For a 10 MW Indian project requiring IEC 61724 Class B compliance (suitable for most IREDA-financed and operationally monitored projects), specify a Kipp & Zonen CMP6 or CMP10 (ISO 9060 Class B thermopile pyranometer) with annual calibration. For DFI-financed projects or those requiring Class A compliance, specify a CMP11 or Hukseflux SR20 (ISO 9060 Class A secondary standard) with bi-annual calibration. Silicon reference cells (like those built into SolarEdge or Huawei SCADA systems) are acceptable for operational monitoring only — they are not ISO 9060 classified and have spectral sensitivity differences that introduce systematic errors in plane-of-array irradiance measurement.
What data interval does IEC 61724 require for a performance guarantee?
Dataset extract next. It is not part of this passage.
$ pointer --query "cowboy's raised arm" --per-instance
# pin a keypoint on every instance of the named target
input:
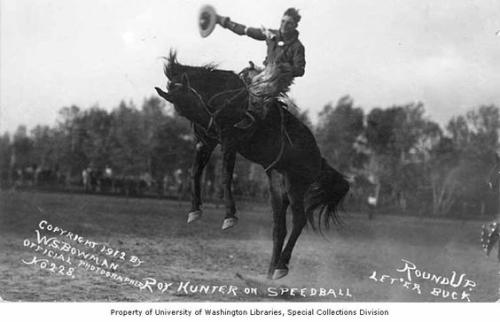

For performance guarantee tracking and lender reporting per IEC 61724, the minimum recommended data interval is 5 minutes (Class B) or 1 minute (Class A). Data at 15-minute intervals can calculate daily and monthly PR with acceptable accuracy but misses transient events (cloud-induced irradiance variability, short-duration faults) that affect individual day production. For O&M teams investigating underperformance, 1-minute data enables precise correlation of production drops with irradiance, soiling events, or inverter faults. Specify 5-minute intervals as the minimum in the SCADA procurement specification, with 1-minute as the preferred target for larger utility-scale plants.